Menurut Budi, holding dibuat untuk tujuan “strategic invesment” yang bisa dipergunakan, salah satunya adalah integrasi usaha secara vertikal atau horizontal. Selain untuk meningkatkan kemampuan sesuai dengan permintaan pasar.

“Pengusahaan selama ini selalu terbentur kepada permodalan, dengan adanya holding maka portofolio akan naik dan kemudahan untuk mencari modal akan lebih mudah,” kata dia.

Peraturan Pemerintah (PP) Nomor 47 Tahun 2017 mengatur tentang Penambahan Penyertaan modal Negara ke dalam modal saham Inalum.

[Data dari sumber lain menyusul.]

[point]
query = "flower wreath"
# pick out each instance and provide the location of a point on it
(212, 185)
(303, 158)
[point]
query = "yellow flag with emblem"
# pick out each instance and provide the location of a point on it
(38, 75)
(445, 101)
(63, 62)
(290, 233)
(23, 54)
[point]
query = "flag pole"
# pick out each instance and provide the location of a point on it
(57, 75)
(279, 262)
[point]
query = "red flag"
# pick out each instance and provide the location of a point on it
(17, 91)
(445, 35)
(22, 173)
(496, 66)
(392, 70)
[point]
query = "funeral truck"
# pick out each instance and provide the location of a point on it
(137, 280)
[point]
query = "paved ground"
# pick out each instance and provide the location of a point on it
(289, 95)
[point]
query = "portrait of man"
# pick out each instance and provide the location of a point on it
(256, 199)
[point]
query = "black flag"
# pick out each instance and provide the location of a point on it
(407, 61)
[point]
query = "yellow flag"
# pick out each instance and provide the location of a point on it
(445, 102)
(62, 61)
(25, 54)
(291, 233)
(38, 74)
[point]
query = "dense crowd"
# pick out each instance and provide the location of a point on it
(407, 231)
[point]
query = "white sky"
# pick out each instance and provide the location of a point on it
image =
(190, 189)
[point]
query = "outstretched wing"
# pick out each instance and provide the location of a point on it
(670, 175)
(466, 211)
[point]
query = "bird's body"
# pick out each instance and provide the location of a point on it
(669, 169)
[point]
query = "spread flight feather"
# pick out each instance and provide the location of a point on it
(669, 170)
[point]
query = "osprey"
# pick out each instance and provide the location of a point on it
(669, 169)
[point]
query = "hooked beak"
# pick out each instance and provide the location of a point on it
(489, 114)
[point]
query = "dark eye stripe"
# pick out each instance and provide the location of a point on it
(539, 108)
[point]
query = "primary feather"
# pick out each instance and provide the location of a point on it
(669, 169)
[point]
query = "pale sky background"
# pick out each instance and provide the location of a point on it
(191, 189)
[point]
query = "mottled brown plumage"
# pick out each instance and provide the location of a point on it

“Dengan masuknya tiga BUMN otomatis aset Inalum naik dari Rp 21 triliun menjadi Rp 88 triliun,” ujar Budi Gunadi Sadikin, Direktur Utama Inalum.

Dengan beralihnya saham pemerintah di Antam, Bukit Asam dan Timah ke Inalum, ketiga perusahaan tersebut resmi menjadi anggota Holding BUMN Pertambangan, dengan Inalum sebagai induknya (Holding).

Sesuai dengan PP 72 Tahun 2016, meski berubah statusnya, ketiga anggota holding itu tetap diperlakukan sama dengan BUMN untuk hal-hal yang sifatnya strategis. Negara memiliki kontrol terhadap ketiga perusahaan itu, baik secara langsung melalui saham Seri A Dwi Warna, maupun tidak langsung melalui Inalum.(APS)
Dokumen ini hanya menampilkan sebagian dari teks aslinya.